Quelques jours plus tard, je repars tenter ma chance sur autre secteur où le terrain devrait être un peu moins pentu, quoique… Les courbatures de l’expédition précédente ne se font plus sentir, le moral est bon et je « veux » mon chamois de ce millésime. Certes, je vais être seul, car mes deux amis de chasse ont rempli leur contrat la semaine d’avant. Je devrai donc redoubler de précautions, afin de ne pas me trouver dans une situation inconfortable, voir dangereuse à mon âge. Il est 5 h 30 du matin, je parque ma voiture à l’abri des vaches qui profitent encore de l’estive et débute mon ascension, à petits pas, comme je suis obligé de le faire, en regardant bien où je pose les pieds, mais réellement sans difficulté. La lune est là, grande « ouverte » et bien claire pour guider ma progression à travers ce biotope alpin. Tous les dix ou vingt mètres, je ne peux m’empêcher de m’arrêter afin de la regarder, bonne excuse pour ne pas dire que c’est aussi pour souffler ! L’astre bien rond brille magnifiquement et donne une vision de rêve à cette montée en recherche du Graal. En même temps qu’elle éclaire l’environnement, elle accentue les reliefs des roches et des conifères qui se dressent dans le ciel. C’est une accompagnatrice bienfaisante en cette circonstance particulière. Encore ce jour-là, le brouillard enveloppe le fond de la vallée et perturbe certainement les hommes et les femmes qui partent au travail.
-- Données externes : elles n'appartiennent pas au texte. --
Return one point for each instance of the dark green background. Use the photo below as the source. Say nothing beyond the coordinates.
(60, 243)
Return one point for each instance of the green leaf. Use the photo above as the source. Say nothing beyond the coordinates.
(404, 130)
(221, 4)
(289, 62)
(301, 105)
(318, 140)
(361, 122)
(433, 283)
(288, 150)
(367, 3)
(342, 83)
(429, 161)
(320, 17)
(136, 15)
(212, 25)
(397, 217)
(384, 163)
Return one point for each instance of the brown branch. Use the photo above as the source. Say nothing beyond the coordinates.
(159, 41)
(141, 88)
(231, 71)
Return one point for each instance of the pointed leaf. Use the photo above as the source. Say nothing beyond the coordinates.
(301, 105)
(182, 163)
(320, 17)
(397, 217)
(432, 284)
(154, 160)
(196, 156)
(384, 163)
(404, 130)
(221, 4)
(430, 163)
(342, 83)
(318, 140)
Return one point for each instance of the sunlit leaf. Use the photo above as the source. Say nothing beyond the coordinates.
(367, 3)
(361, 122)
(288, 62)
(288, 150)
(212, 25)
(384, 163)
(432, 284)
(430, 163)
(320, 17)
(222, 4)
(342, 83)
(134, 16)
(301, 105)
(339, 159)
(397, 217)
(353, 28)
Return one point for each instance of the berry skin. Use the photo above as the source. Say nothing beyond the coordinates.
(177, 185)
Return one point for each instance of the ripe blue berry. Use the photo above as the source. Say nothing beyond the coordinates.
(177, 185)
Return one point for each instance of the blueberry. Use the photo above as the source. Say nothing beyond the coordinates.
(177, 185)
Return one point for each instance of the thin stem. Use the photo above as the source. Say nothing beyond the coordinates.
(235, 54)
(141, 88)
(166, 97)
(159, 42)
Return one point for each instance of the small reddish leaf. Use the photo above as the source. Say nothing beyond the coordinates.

Mais ici, c’est le calme complet et j’ai l’impression d’être seul au monde dans ce cirque alpin. Dans cette luminosité ouatée, il est difficile d’estimer les distances, mais aussi l’accentuation de la pente. Je ne me lasse pas de regarder partout autour de moi et d’admirer ce ciel qui change d’intensité. La lune, elle, continue sa course et diminue gentiment de diamètre, signe qu’elle s’éloigne un peu de l’endroit où je me trouve. La nappe de brouillard plombe la vallée, mais les lueurs solaires apparaissent à leur tour au-dessus des cimes. Il fera bientôt jour. 

Ne pas oublier la chasse!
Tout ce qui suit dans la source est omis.